I DON’T FOLLOW TIME AROUND

According to what I remember, I met Connie Long at the Bus Terminal in Barrie.  She was being picked up by her parents, who ran the local Funeral Parlour, The Chatterton/Long Funeral Home. They offered me a ride home to Duntroon, which was not out of their way.

I wondered if there would be any lights on at the farmhouse.  We got to Duntroon and as we ascended the hill, I could see the side porch light on into the kitchen through the apple orchard.  I asked the Longs to take the second driveway as the first is right on the crest of the hill, and is quite dangerous entering or leaving.  You can’t see the cars coming down over the hill.  At night it is better but it is still not a good idea to try regularly.

We drove around the semi-circular drive behind the house and stopped by the side porch.  I unloaded my heavy knapsack I had hawked from the previous year’s fire fighting duties, thanked the Longs for the lift, their kindness, and told Connie, “I’ll see you in the school hallways”.

Under a late starry sky, I shuffled across the cool night grass, suddenly feeling the affects of this long day. Dad was waiting.  He was dumbfounded to see me after so many months away on the road.  He offered me a beer and we sat on the porch and talked.  I don’t think we ever talked that much before and have never talked that much since.  Mom came down briefly but didn’t stay.  She murmured, something like, “You made us very worried.”  And I said, “ It doesn’t matter, I’m home now.”

Dad called me the “Prodigal Son” who had returned.  He had a very loose grasp of the Bible stories and took religion with a grain of salt.  He told me once he believed in the Lord’s Prayer, “That’s a good prayer if you’re ever in trouble.”  He talked mostly about himself and how bad it had been the last few months.  He looked sideways at me holding his gaze and said, “ I want to leave your Mother.”  “Maybe you should,” I said.
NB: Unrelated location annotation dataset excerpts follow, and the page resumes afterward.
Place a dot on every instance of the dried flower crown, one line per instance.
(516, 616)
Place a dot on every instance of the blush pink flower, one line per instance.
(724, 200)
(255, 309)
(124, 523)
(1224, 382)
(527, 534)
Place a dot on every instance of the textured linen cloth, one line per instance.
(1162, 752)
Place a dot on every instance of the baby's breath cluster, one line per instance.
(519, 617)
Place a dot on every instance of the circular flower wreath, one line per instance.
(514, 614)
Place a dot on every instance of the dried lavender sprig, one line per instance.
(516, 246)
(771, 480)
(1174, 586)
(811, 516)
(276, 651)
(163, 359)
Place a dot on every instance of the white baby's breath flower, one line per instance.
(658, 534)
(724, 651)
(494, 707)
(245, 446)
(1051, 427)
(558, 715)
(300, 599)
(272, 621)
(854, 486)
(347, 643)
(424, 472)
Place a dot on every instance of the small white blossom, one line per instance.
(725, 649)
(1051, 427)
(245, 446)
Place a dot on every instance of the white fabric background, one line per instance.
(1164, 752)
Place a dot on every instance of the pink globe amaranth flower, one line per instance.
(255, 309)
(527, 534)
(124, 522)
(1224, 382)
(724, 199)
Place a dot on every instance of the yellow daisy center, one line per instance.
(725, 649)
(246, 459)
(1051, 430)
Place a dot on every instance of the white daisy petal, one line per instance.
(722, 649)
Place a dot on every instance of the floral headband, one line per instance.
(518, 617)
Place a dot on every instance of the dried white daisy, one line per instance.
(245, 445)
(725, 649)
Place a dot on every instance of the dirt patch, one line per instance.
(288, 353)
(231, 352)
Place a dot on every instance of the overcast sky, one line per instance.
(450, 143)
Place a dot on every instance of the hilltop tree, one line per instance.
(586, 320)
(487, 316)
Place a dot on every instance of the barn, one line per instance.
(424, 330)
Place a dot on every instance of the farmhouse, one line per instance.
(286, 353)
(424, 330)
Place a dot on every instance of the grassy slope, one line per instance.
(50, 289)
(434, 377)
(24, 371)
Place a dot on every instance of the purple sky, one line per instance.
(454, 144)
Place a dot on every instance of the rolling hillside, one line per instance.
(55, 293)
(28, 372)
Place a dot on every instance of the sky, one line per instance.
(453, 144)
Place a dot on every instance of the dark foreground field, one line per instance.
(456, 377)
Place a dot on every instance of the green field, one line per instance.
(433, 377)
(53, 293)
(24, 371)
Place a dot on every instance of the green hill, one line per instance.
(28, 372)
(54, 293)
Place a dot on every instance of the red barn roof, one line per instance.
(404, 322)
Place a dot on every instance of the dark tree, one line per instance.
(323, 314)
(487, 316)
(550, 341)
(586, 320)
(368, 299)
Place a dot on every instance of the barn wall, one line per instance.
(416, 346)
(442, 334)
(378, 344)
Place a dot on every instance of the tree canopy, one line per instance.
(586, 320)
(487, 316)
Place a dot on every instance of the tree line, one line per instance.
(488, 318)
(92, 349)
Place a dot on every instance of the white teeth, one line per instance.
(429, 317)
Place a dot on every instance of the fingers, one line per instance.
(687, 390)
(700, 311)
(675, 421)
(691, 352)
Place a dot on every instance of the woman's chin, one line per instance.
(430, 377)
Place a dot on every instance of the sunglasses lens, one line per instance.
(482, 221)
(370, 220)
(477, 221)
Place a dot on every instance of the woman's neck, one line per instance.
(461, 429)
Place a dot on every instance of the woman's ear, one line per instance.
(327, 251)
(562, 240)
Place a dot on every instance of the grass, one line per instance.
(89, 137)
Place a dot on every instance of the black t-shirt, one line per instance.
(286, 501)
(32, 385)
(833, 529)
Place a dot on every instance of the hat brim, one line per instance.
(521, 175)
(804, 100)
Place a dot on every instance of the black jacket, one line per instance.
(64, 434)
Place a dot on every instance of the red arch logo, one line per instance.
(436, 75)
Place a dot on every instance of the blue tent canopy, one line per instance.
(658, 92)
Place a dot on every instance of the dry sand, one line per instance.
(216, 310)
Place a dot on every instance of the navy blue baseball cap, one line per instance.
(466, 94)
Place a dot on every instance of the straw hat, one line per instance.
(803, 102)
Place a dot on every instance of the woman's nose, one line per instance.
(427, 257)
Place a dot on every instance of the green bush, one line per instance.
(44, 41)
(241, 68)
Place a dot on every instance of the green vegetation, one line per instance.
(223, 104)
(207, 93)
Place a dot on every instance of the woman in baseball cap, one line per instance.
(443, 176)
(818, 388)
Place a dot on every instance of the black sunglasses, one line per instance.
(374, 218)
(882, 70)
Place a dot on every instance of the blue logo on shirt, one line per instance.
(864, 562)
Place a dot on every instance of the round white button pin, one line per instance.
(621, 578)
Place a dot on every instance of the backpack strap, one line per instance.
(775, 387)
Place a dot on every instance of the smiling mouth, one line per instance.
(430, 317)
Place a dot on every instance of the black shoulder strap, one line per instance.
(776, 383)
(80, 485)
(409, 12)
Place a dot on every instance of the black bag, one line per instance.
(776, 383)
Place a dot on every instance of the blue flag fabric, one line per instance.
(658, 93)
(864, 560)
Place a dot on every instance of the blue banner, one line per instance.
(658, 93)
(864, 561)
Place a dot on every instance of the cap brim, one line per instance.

It was then that I felt something that I had never felt before from somewhere deep down inside my bones. I was changed and would never be the same person I was before I took off, stuck my thumb out and hitchhiked all the way and back to Steinbeck’s mystical promised land of California.  What happened along the way is what this story is all about.  I will try and write down all that I saw and heard.  This will be as clear a recollection of this journey as possible, some parts will be clear as mud.  I am not writing this for myself.

I know the scenes that are sitting on a shelf like artifacts found in some hidden room or cave.  They sit there, and have their own life, energy and presence, always around me.  I am writing this so that others, primarily my children will know where they came from.  How out of a dream, a hallucination, a wish, a fate was chosen.

From these early beginnings having just turned eighteen a few months earlier, I set out on a path that I embrace to this day.  My plan was to live on $4 a day with the money I saved from working part-time at the midnight gas bar over the winter, while going to school.  I had $200 in total.  Steinbeck’s, “The Grapes of Wrath” was floating ‘round inside my head after studying it the last spring semester.

 I was captivated by this heart-wrenching tale about Tom Joad.  Although discouraged on all fronts to go “off traveling,” that was exactly what I did.  My mantra that summer of 1976 was to allow myself to be open and try whatever I encountered with an open heart and mind.

I didn’t know at the time how powerful this mantra would be.  I had no idea, as a completely “green farm-boy,” what incredible landscapes, crazy beautiful people I would meet, and what uncanny bizarre hallucinations I would have and be apart of.  This is a chronicle of those events that happened in time, but are not chained to any time line.